Gameboy on 32X

Chilly Willy · Post by **Chilly Willy** » Mon Feb 23, 2009 7:45 am

While the GB might be slow, certain things like the flags are going to take time, so best to save those cycles anywhere else you can. Fortunately you have another processor for handling graphics. Just think if you had to do the gfx as well as the CPU emulation on the Master SH2.

Does the GB do a lot of line oriented effects? It might be worth it to make an option for syncing once a frame as opposed to every line for games that don't need per line synchronization.

mic_ · Post by **mic_** » Mon Feb 23, 2009 7:46 am

As for the pending interrupt checks (lines 4181-4238 in cpu.s), they're kinda needed because an IRQ might've occurred earlier while the corresponding IE bit was 0 or IME was 0. But if you're willing to trade some accuracy for speed you could move those checks out of the main loop and put them right before the loop starts, or right after it finishes. That way the interrupt should still occur, but it will be something on the order of 100 GB-Z80 clocks too late.

Chilly Willy · Post by **Chilly Willy** » Mon Feb 23, 2009 8:25 am

I'm thinking one flag that is set for anything like an interrupt. Then your main loop is check the cycle count, check the one flag, loop. If the one flag is set, THEN check if it's DI, EI, or IME pending.

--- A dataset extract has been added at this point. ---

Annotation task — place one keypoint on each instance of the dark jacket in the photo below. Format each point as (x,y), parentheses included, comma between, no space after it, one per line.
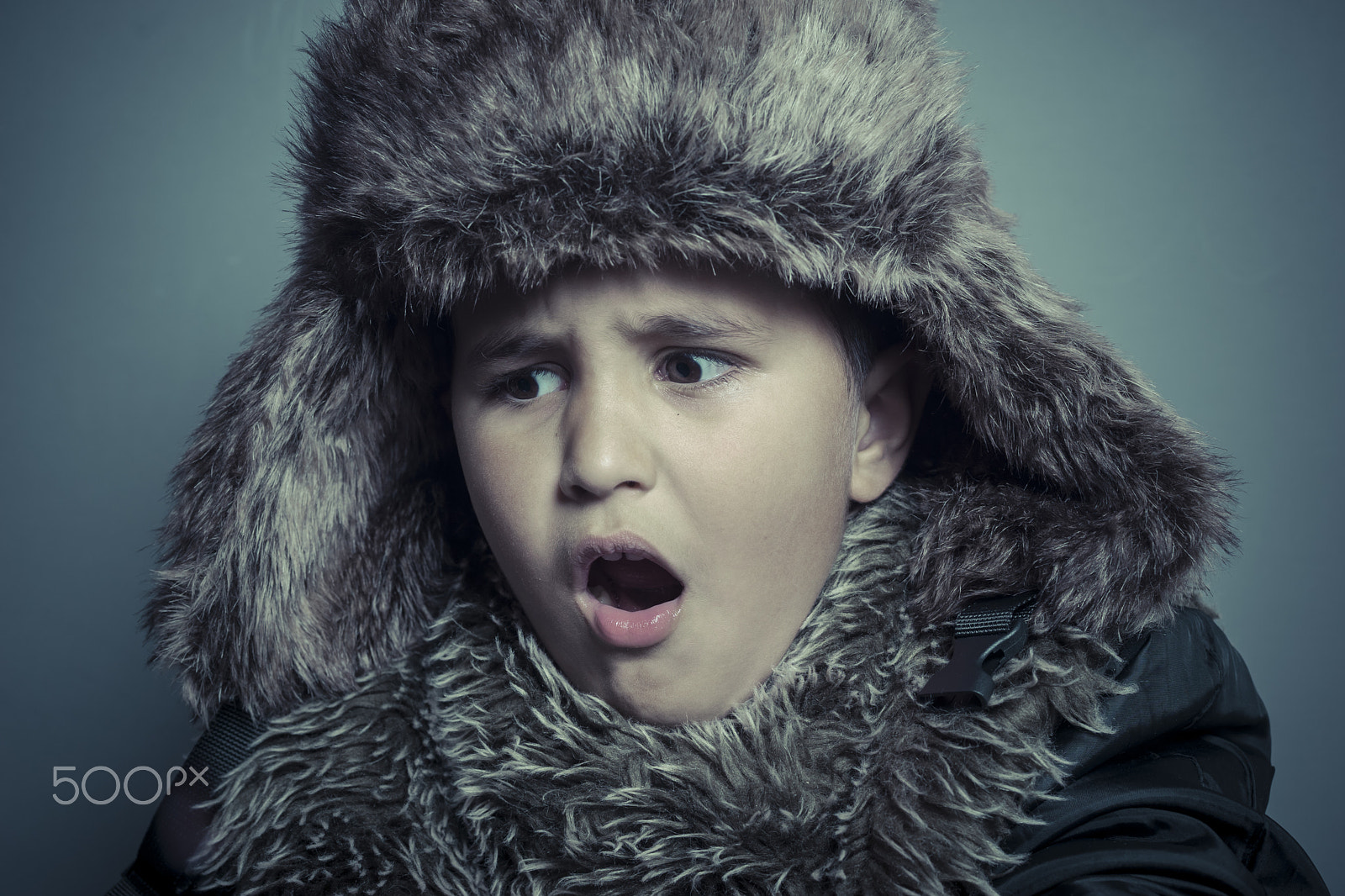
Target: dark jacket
(323,571)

As to the cycle count, I was thinking once you find the min, store it, then negate it into r12. As instructions execute and do the ADDCYCLES macro, they'll be incrementing it toward 0, making the check for the cycle end a simple cmp/pz r12. Make that event flag b31 of r13 and the one flag check is now just cmp/pz r13. So your loop comes down to

Code: Select all

loop:
 fetch byte
 get vector
 jsr
 cmp/pz r13
 bf do_event
 cmp/pz r12
 bf loop

Oh, another thing that would speed things up - don't look up the read function every single loop, just on entry. Code is not going to "wander" from one zone into another. It'll change in specific places, like jumps and the like. Even branches won't change zones (highly improbably). So look up the read function before the main loop, and store it in r14. Then the fetch byte part of the code above is just jsr @r14. To handle the case where the code COULD change zones (like a jump), just set the event flag in the jump opcode code, then in do_event, if there was no int, just jump back into the loop a little further back where you look up the read function and store it in r14. That gives just about the tightest main loop possible.

mic_ · Post by **mic_** » Mon Feb 23, 2009 9:43 am

In my DS emulator I took that one step further and didn't even bother calling a function to fetch the instruction word. Instead I would map the ARM program counter to a host address and just read the instructions using that pointer, offsetting it for every instruction executed, and invalidating the mapping only when a branch was taken (and some other cases, like when an interrupt occurred). I'm not sure if that would be practical for the Gameboy because of how its memory space is organized, but bypassing _mem_read_byte sounds doable, and would cut the code path down by 8 instructions.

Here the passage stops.